Remember, though, that utilization rates will vary between employees. Partners can spend as little as 50 percent of time on billable work due to managerial and business development responsibilities.
10. Where’s the profit coming from?
All firms measure revenue and profit, and most have a projected growth target. Those numbers are only a crude measure of firm performance, however. To get a truer sense for your future, measure the projected and actual revenue growth of different parts of your business, such as:
- individuals or teams within your firm
- business groups or units in your firm
- the segments or industry sectors you serve
- your firm’s key service offerings
Being categorical in this way will help you identify where the potential lies in your firm, and which areas need rethinking.

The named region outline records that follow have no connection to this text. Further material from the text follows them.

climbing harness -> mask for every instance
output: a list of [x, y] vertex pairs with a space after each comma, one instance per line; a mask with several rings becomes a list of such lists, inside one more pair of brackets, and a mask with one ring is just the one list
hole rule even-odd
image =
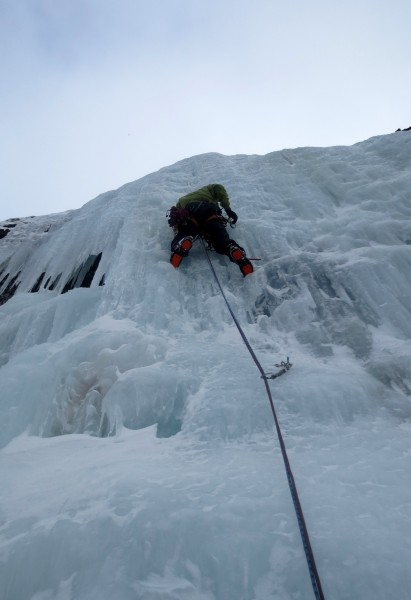
[[[207, 252], [207, 248], [205, 246], [204, 240], [203, 240], [202, 237], [200, 239], [201, 239], [201, 243], [203, 245], [204, 253], [205, 253], [205, 255], [207, 257], [207, 260], [208, 260], [208, 263], [210, 265], [210, 269], [211, 269], [211, 271], [213, 273], [214, 279], [216, 280], [216, 283], [217, 283], [218, 288], [219, 288], [219, 290], [221, 292], [221, 295], [222, 295], [222, 297], [224, 299], [224, 302], [227, 305], [227, 308], [228, 308], [228, 310], [230, 312], [230, 315], [231, 315], [231, 317], [232, 317], [232, 319], [233, 319], [233, 321], [234, 321], [234, 323], [235, 323], [235, 325], [236, 325], [236, 327], [237, 327], [237, 329], [238, 329], [238, 331], [239, 331], [239, 333], [240, 333], [240, 335], [241, 335], [241, 337], [243, 339], [244, 344], [246, 345], [247, 350], [251, 354], [251, 357], [252, 357], [254, 363], [256, 364], [257, 369], [260, 371], [262, 379], [264, 380], [265, 389], [266, 389], [266, 392], [267, 392], [268, 400], [270, 402], [271, 412], [273, 414], [275, 428], [276, 428], [276, 431], [277, 431], [278, 441], [280, 443], [281, 454], [282, 454], [282, 457], [283, 457], [284, 467], [285, 467], [285, 471], [286, 471], [286, 474], [287, 474], [287, 480], [288, 480], [288, 485], [289, 485], [290, 492], [291, 492], [291, 498], [292, 498], [292, 501], [293, 501], [293, 504], [294, 504], [295, 513], [296, 513], [296, 516], [297, 516], [298, 528], [300, 530], [301, 541], [302, 541], [303, 548], [304, 548], [305, 558], [307, 560], [308, 571], [310, 573], [310, 579], [311, 579], [311, 584], [312, 584], [312, 587], [313, 587], [313, 592], [314, 592], [316, 600], [325, 600], [324, 599], [324, 594], [323, 594], [323, 591], [322, 591], [322, 587], [321, 587], [320, 576], [318, 574], [317, 566], [315, 564], [314, 553], [313, 553], [313, 550], [312, 550], [312, 547], [311, 547], [310, 537], [308, 535], [308, 530], [307, 530], [307, 525], [306, 525], [305, 518], [304, 518], [303, 509], [301, 507], [300, 498], [298, 496], [297, 486], [295, 484], [294, 476], [293, 476], [293, 473], [292, 473], [292, 470], [291, 470], [290, 461], [288, 459], [287, 450], [286, 450], [286, 447], [285, 447], [285, 444], [284, 444], [283, 435], [281, 433], [280, 423], [279, 423], [278, 418], [277, 418], [277, 413], [276, 413], [275, 407], [274, 407], [274, 401], [273, 401], [273, 398], [272, 398], [272, 395], [271, 395], [271, 390], [270, 390], [270, 387], [268, 385], [268, 379], [274, 379], [274, 377], [269, 377], [268, 373], [264, 373], [264, 370], [263, 370], [263, 368], [262, 368], [262, 366], [261, 366], [261, 364], [260, 364], [260, 362], [259, 362], [259, 360], [258, 360], [258, 358], [257, 358], [257, 356], [256, 356], [256, 354], [254, 352], [254, 350], [252, 349], [252, 347], [250, 345], [250, 342], [248, 341], [248, 339], [247, 339], [244, 331], [242, 330], [241, 325], [238, 322], [237, 317], [235, 316], [235, 314], [234, 314], [234, 312], [233, 312], [233, 310], [232, 310], [232, 308], [231, 308], [231, 306], [230, 306], [230, 304], [229, 304], [229, 302], [228, 302], [228, 300], [226, 298], [226, 295], [224, 294], [224, 290], [223, 290], [223, 288], [221, 286], [221, 283], [220, 283], [220, 281], [219, 281], [219, 279], [217, 277], [217, 273], [215, 272], [215, 269], [213, 267], [213, 263], [211, 262], [209, 253]], [[284, 373], [284, 372], [288, 371], [291, 368], [291, 363], [289, 362], [289, 359], [287, 358], [287, 361], [286, 362], [283, 361], [282, 363], [280, 363], [279, 366], [281, 367], [281, 369], [284, 369], [284, 371], [283, 371], [283, 373]], [[283, 373], [281, 373], [281, 374], [283, 374]], [[279, 375], [276, 374], [275, 376], [278, 377]]]

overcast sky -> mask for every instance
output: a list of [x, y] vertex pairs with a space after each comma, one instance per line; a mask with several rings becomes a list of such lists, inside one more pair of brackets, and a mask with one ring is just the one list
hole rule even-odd
[[410, 0], [0, 0], [0, 220], [411, 125]]

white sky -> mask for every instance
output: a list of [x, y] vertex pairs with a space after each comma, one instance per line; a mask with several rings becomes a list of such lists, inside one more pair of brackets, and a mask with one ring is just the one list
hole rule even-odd
[[0, 219], [411, 125], [409, 0], [0, 0]]

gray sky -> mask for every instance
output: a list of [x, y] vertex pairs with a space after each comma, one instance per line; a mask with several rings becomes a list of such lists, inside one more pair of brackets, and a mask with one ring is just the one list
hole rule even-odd
[[411, 125], [409, 0], [0, 0], [0, 220]]

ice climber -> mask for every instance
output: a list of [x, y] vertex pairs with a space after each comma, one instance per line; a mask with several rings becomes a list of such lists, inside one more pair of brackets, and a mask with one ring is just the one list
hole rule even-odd
[[223, 217], [221, 208], [225, 210], [229, 222], [235, 224], [238, 217], [231, 210], [225, 187], [220, 183], [211, 183], [183, 196], [170, 209], [168, 223], [177, 232], [171, 242], [170, 262], [173, 267], [180, 266], [195, 239], [202, 235], [216, 252], [226, 254], [231, 262], [235, 262], [244, 277], [253, 272], [253, 265], [244, 249], [228, 235], [227, 219]]

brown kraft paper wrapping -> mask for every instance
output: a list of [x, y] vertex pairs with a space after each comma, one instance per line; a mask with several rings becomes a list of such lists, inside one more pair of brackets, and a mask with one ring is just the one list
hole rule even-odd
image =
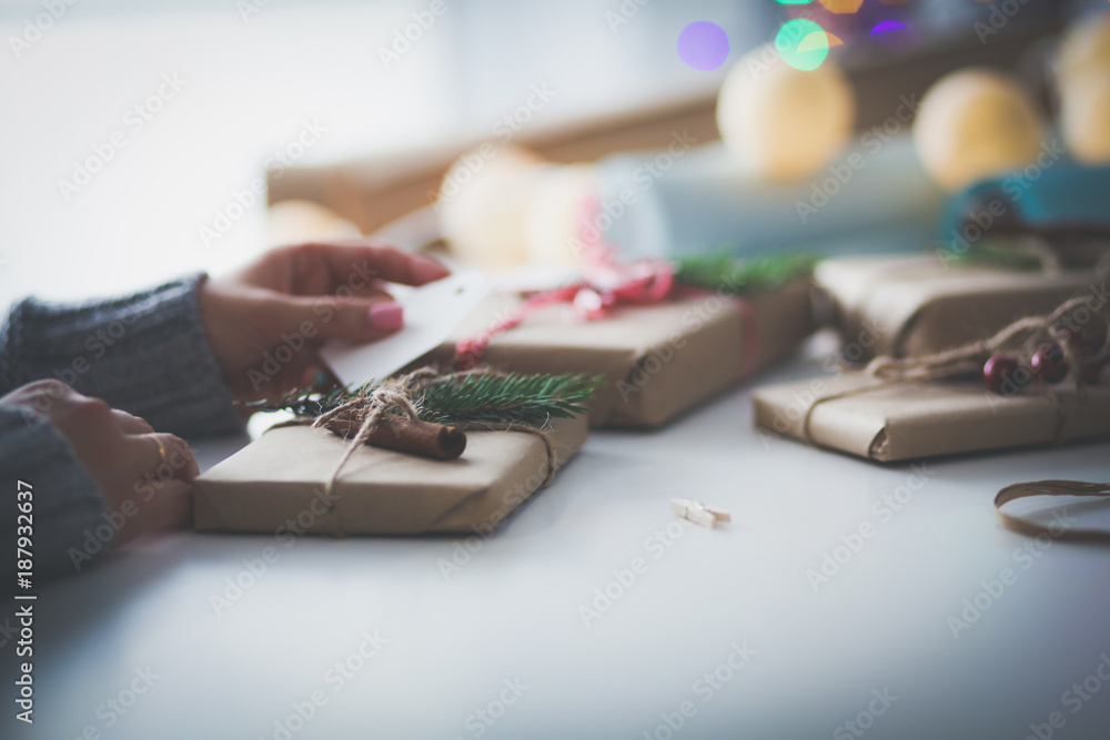
[[[861, 373], [766, 386], [755, 422], [819, 447], [889, 463], [1110, 435], [1110, 388], [1059, 388], [1059, 405], [1027, 391], [1000, 396], [982, 383], [886, 384]], [[859, 392], [861, 388], [875, 387]], [[806, 420], [808, 414], [808, 434]]]
[[833, 298], [847, 358], [929, 355], [991, 336], [1083, 293], [1106, 296], [1093, 271], [1049, 276], [945, 266], [932, 255], [826, 260], [815, 278]]
[[[585, 416], [554, 422], [556, 468], [587, 433]], [[466, 436], [456, 460], [364, 446], [340, 473], [329, 507], [324, 488], [350, 443], [307, 426], [274, 428], [196, 479], [193, 525], [258, 533], [295, 526], [321, 535], [488, 533], [543, 484], [547, 449], [526, 432]]]
[[[514, 373], [602, 374], [591, 426], [655, 427], [787, 356], [813, 333], [808, 281], [745, 298], [709, 294], [646, 306], [619, 306], [596, 321], [548, 306], [498, 334], [483, 357]], [[484, 304], [433, 359], [450, 362], [455, 343], [508, 315], [518, 301]]]

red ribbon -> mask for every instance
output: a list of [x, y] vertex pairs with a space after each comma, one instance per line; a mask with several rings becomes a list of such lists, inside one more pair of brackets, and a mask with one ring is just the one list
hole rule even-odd
[[460, 369], [477, 367], [495, 336], [519, 326], [525, 318], [545, 306], [569, 304], [578, 318], [596, 321], [607, 316], [617, 306], [663, 303], [670, 298], [674, 291], [675, 268], [666, 262], [642, 261], [596, 271], [589, 280], [529, 296], [505, 318], [460, 342], [455, 347], [455, 366]]
[[455, 366], [473, 369], [482, 364], [490, 342], [502, 332], [519, 326], [529, 315], [553, 304], [569, 304], [582, 321], [596, 321], [607, 316], [620, 305], [650, 305], [663, 303], [675, 291], [675, 267], [662, 260], [639, 260], [620, 264], [612, 246], [601, 240], [598, 230], [593, 236], [586, 225], [596, 221], [597, 201], [589, 197], [584, 203], [584, 219], [579, 244], [585, 263], [584, 280], [527, 297], [516, 311], [505, 318], [463, 339], [455, 346]]
[[[598, 210], [595, 199], [587, 200], [583, 226], [595, 223], [593, 216], [597, 215]], [[645, 306], [675, 297], [705, 295], [704, 291], [679, 286], [675, 282], [675, 266], [669, 262], [663, 260], [638, 260], [624, 264], [617, 262], [613, 247], [596, 235], [598, 230], [594, 229], [593, 232], [595, 236], [591, 237], [584, 227], [579, 240], [586, 265], [583, 271], [586, 275], [584, 280], [535, 293], [525, 298], [524, 303], [508, 316], [495, 321], [484, 332], [460, 342], [455, 346], [455, 367], [467, 371], [480, 366], [490, 342], [495, 336], [519, 326], [528, 316], [545, 306], [568, 304], [579, 320], [597, 321], [609, 315], [617, 306]], [[755, 372], [758, 364], [754, 311], [747, 301], [729, 297], [741, 315], [745, 365], [743, 373], [748, 376]]]

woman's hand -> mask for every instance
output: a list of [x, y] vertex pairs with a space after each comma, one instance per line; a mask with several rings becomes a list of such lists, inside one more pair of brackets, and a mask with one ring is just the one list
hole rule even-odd
[[191, 481], [199, 470], [181, 438], [155, 433], [138, 416], [60, 381], [28, 383], [0, 403], [39, 412], [65, 437], [104, 494], [118, 543], [189, 523]]
[[324, 341], [369, 342], [401, 328], [401, 306], [382, 281], [423, 285], [447, 274], [371, 239], [286, 246], [206, 281], [201, 320], [235, 397], [268, 398], [312, 384]]

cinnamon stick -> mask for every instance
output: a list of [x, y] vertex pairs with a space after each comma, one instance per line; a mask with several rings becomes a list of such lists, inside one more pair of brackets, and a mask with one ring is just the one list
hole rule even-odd
[[[344, 439], [350, 439], [362, 426], [362, 414], [355, 412], [351, 416], [336, 416], [324, 426]], [[370, 433], [366, 444], [441, 460], [453, 460], [466, 449], [466, 434], [453, 426], [383, 414], [381, 424]]]

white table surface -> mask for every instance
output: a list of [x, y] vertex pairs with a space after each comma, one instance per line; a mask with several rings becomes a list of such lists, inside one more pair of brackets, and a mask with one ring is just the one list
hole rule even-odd
[[[796, 359], [775, 379], [820, 372]], [[198, 449], [210, 465], [238, 444]], [[677, 724], [689, 701], [674, 737], [860, 737], [842, 723], [864, 712], [868, 738], [1020, 740], [1059, 711], [1053, 737], [1106, 738], [1110, 685], [1088, 677], [1110, 656], [1110, 550], [1058, 541], [1022, 557], [1031, 540], [1000, 528], [991, 500], [1019, 480], [1110, 479], [1107, 450], [929, 463], [928, 483], [880, 517], [872, 506], [909, 467], [764, 439], [743, 388], [657, 433], [595, 433], [450, 578], [453, 538], [283, 548], [175, 534], [40, 591], [37, 721], [28, 731], [4, 712], [4, 737], [280, 740], [275, 722], [319, 691], [326, 703], [287, 737], [667, 738], [664, 714]], [[648, 541], [679, 530], [675, 496], [733, 524]], [[1069, 514], [1084, 509], [1106, 521], [1106, 507]], [[874, 537], [815, 592], [807, 570], [862, 523]], [[218, 615], [213, 595], [248, 582], [244, 560], [275, 545]], [[579, 607], [637, 557], [646, 569], [587, 626]], [[948, 618], [1003, 568], [1012, 582], [953, 638]], [[385, 642], [352, 657], [366, 632]], [[735, 671], [722, 667], [733, 646], [754, 651]], [[329, 670], [343, 661], [361, 670], [341, 683]], [[148, 667], [158, 678], [115, 716], [108, 700], [128, 702]], [[715, 671], [717, 688], [702, 679]], [[1084, 679], [1099, 683], [1089, 700], [1066, 695]], [[872, 702], [884, 692], [889, 708]]]

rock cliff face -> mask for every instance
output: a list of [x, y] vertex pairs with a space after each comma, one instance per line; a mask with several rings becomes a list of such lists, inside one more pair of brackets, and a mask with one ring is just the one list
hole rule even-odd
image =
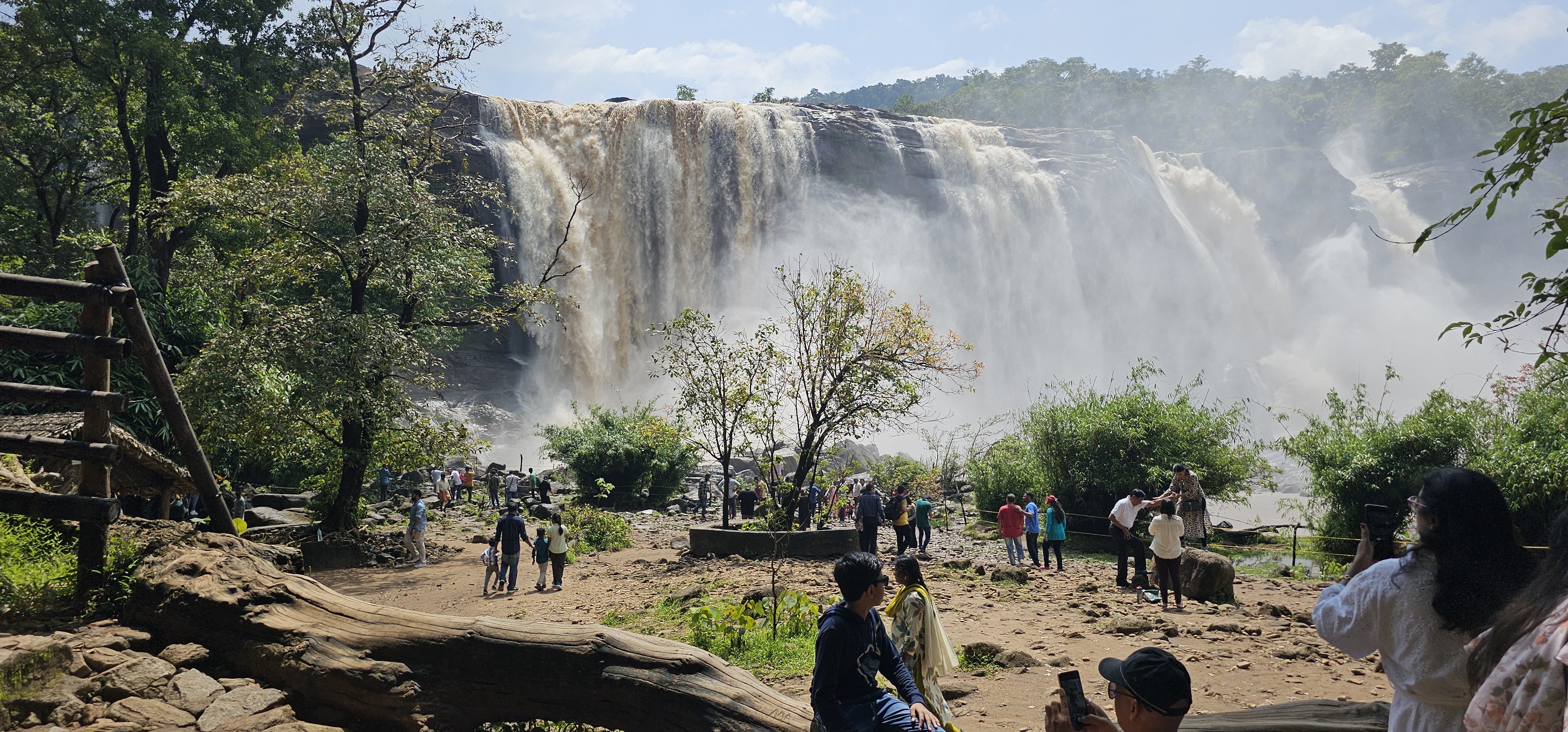
[[517, 245], [505, 276], [538, 277], [572, 187], [591, 194], [564, 249], [582, 270], [558, 281], [579, 304], [564, 329], [486, 334], [447, 359], [461, 384], [448, 398], [500, 409], [500, 455], [524, 447], [519, 423], [571, 400], [654, 393], [649, 323], [681, 307], [765, 317], [771, 270], [795, 257], [847, 260], [931, 304], [988, 365], [974, 414], [1137, 357], [1204, 371], [1226, 397], [1309, 406], [1399, 351], [1425, 389], [1474, 364], [1411, 362], [1439, 348], [1443, 324], [1512, 296], [1516, 276], [1455, 274], [1465, 255], [1411, 257], [1372, 235], [1399, 238], [1468, 187], [1446, 168], [1352, 179], [1309, 149], [1168, 154], [1113, 130], [836, 105], [472, 103], [489, 124], [466, 165], [510, 202], [495, 221]]

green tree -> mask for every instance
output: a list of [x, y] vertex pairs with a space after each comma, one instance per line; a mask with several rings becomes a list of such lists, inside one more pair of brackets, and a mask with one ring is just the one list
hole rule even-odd
[[[654, 376], [676, 382], [676, 409], [695, 425], [688, 439], [709, 458], [723, 466], [729, 484], [729, 459], [750, 447], [750, 436], [759, 422], [759, 408], [768, 400], [768, 376], [775, 357], [768, 340], [778, 328], [762, 323], [753, 334], [735, 332], [724, 337], [702, 310], [685, 309], [668, 323], [649, 328], [665, 339], [654, 353]], [[729, 513], [720, 511], [724, 528]]]
[[[1077, 506], [1076, 513], [1101, 516], [1134, 487], [1163, 492], [1176, 462], [1192, 467], [1209, 500], [1234, 500], [1272, 486], [1273, 469], [1247, 436], [1247, 404], [1195, 400], [1201, 378], [1162, 393], [1154, 384], [1160, 375], [1154, 364], [1140, 361], [1120, 386], [1105, 390], [1091, 382], [1046, 389], [1024, 412], [1019, 436], [1049, 492]], [[1021, 466], [1010, 466], [997, 475], [1011, 481]], [[986, 495], [982, 500], [977, 491], [975, 500], [994, 511], [999, 494]]]
[[906, 425], [931, 392], [966, 389], [982, 364], [956, 361], [972, 346], [938, 332], [925, 303], [898, 303], [847, 265], [775, 273], [784, 306], [775, 382], [800, 451], [778, 505], [792, 516], [828, 445]]
[[564, 462], [580, 494], [604, 481], [613, 486], [605, 497], [613, 506], [663, 506], [696, 467], [696, 447], [651, 403], [594, 404], [588, 414], [572, 403], [572, 415], [571, 425], [544, 425], [535, 434], [544, 437], [539, 455]]
[[329, 531], [354, 527], [365, 472], [387, 456], [378, 450], [463, 442], [461, 426], [423, 419], [412, 397], [441, 387], [434, 353], [554, 301], [554, 262], [538, 285], [495, 287], [506, 245], [463, 210], [494, 204], [497, 190], [447, 165], [466, 124], [450, 108], [455, 75], [500, 42], [500, 25], [417, 30], [406, 9], [309, 9], [298, 33], [314, 71], [293, 111], [323, 119], [326, 140], [172, 194], [179, 215], [221, 218], [248, 243], [223, 266], [232, 315], [182, 386], [205, 429], [267, 455], [325, 453], [315, 462], [332, 466], [337, 486]]
[[[1392, 368], [1385, 378], [1396, 379]], [[1367, 398], [1366, 384], [1356, 384], [1347, 401], [1338, 390], [1323, 400], [1328, 414], [1297, 412], [1305, 426], [1281, 437], [1275, 447], [1308, 469], [1308, 519], [1322, 536], [1361, 536], [1367, 503], [1394, 511], [1403, 524], [1410, 517], [1405, 498], [1421, 487], [1421, 475], [1435, 467], [1461, 466], [1477, 440], [1474, 401], [1433, 390], [1414, 412], [1396, 419]], [[1287, 415], [1283, 415], [1289, 419]], [[1328, 542], [1333, 552], [1350, 553], [1353, 541]]]

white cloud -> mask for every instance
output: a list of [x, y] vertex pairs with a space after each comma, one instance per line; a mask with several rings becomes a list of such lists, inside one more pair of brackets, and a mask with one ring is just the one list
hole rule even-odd
[[[1549, 5], [1527, 5], [1510, 16], [1472, 24], [1444, 39], [1444, 45], [1508, 60], [1521, 47], [1549, 38], [1563, 38], [1568, 13]], [[1450, 56], [1452, 58], [1452, 56]]]
[[1322, 75], [1344, 63], [1366, 63], [1377, 39], [1350, 24], [1323, 25], [1316, 17], [1289, 20], [1270, 17], [1248, 20], [1236, 34], [1240, 52], [1239, 72], [1248, 77], [1279, 77], [1298, 69]]
[[994, 5], [986, 5], [985, 8], [980, 8], [969, 14], [969, 25], [974, 25], [980, 30], [991, 30], [1002, 20], [1007, 20], [1007, 17], [1002, 16], [1002, 13], [997, 11]]
[[800, 25], [811, 25], [812, 28], [822, 28], [823, 20], [831, 20], [833, 14], [828, 8], [820, 5], [811, 5], [806, 0], [790, 0], [787, 3], [778, 3], [773, 6], [773, 13], [778, 13]]
[[514, 0], [505, 5], [524, 20], [571, 20], [601, 22], [616, 20], [632, 13], [632, 3], [626, 0], [574, 0], [561, 3], [554, 0]]
[[833, 67], [847, 60], [839, 49], [822, 44], [764, 52], [734, 41], [704, 41], [638, 50], [599, 45], [558, 56], [550, 64], [572, 75], [655, 75], [666, 78], [670, 88], [676, 83], [696, 86], [702, 99], [750, 100], [764, 86], [787, 96], [812, 86], [833, 88], [837, 82]]

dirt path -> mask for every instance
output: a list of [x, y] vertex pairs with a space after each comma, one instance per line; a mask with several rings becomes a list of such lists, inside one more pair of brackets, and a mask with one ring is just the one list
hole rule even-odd
[[[633, 549], [590, 555], [568, 566], [564, 589], [558, 592], [535, 592], [536, 571], [527, 564], [519, 574], [517, 592], [481, 592], [485, 569], [478, 555], [485, 545], [467, 542], [481, 530], [472, 522], [436, 525], [430, 533], [431, 541], [461, 549], [458, 558], [423, 569], [340, 569], [317, 572], [315, 577], [340, 592], [383, 605], [577, 624], [599, 622], [610, 611], [624, 614], [651, 608], [690, 585], [707, 585], [715, 596], [740, 597], [768, 580], [770, 566], [765, 561], [684, 558], [684, 552], [676, 549], [684, 545], [688, 524], [682, 519], [637, 519]], [[1029, 650], [1043, 663], [1063, 665], [1060, 669], [1077, 668], [1091, 698], [1102, 704], [1105, 691], [1096, 671], [1099, 658], [1124, 657], [1143, 646], [1165, 647], [1185, 661], [1193, 677], [1195, 712], [1226, 712], [1292, 699], [1391, 699], [1388, 679], [1375, 671], [1375, 660], [1344, 657], [1322, 643], [1308, 624], [1270, 614], [1275, 607], [1287, 608], [1298, 618], [1309, 614], [1317, 583], [1242, 577], [1236, 585], [1237, 605], [1189, 602], [1185, 613], [1160, 613], [1157, 605], [1140, 603], [1134, 594], [1116, 591], [1115, 566], [1102, 561], [1069, 558], [1066, 572], [1041, 572], [1021, 586], [938, 566], [949, 558], [971, 558], [991, 566], [1005, 563], [1000, 542], [936, 531], [931, 544], [927, 583], [955, 643], [991, 641], [1005, 650]], [[822, 602], [837, 594], [826, 561], [787, 560], [779, 567], [779, 580]], [[985, 668], [961, 671], [944, 683], [974, 687], [953, 699], [960, 726], [1027, 730], [1040, 729], [1038, 708], [1055, 688], [1060, 669], [1051, 665]], [[773, 682], [781, 691], [800, 698], [806, 696], [809, 683], [808, 677]]]

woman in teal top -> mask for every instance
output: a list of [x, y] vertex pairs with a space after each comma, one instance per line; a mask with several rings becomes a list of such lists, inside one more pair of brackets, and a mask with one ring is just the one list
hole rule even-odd
[[1062, 544], [1068, 541], [1068, 513], [1055, 495], [1046, 495], [1046, 564], [1051, 552], [1057, 553], [1057, 572], [1062, 572]]

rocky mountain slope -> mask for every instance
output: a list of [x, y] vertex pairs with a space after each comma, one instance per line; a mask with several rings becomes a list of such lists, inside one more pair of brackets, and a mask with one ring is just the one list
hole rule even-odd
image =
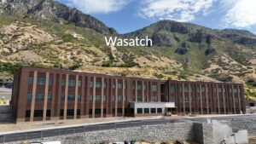
[[[119, 35], [52, 0], [0, 0], [0, 77], [19, 66], [76, 69], [162, 79], [241, 82], [255, 96], [256, 36], [161, 20]], [[104, 36], [148, 36], [152, 47], [108, 47]]]

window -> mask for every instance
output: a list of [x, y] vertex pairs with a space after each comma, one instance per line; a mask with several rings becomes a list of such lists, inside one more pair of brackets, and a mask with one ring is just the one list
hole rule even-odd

You may even consider reducing or dropping some services if they’re unprofitable or consistently trending downwards.
Keep evaluating firm performance to find growth opportunities
When you run an accounting business – and you see the books weekly – it’s easy to think you have a good handle on firm performance. But put intuition aside and try a formal review. Pull some of the numbers suggested here and take a deeper look. It’s good discipline and you might just be surprised at what you find.
If certain services or clients are working for you, nurture them. When they’re not, consider strategic change. It’s not complicated. It’s just a matter of making the time to do it. Reviewing firm performance using these simple metrics could be your first steps to renewed profitability.
Xero does not provide accounting, tax, business or legal advice. This guide has been provided for information purposes only. You should consult your own professional advisors for advice directly relating to your business or before taking action in relation to any of the content provided.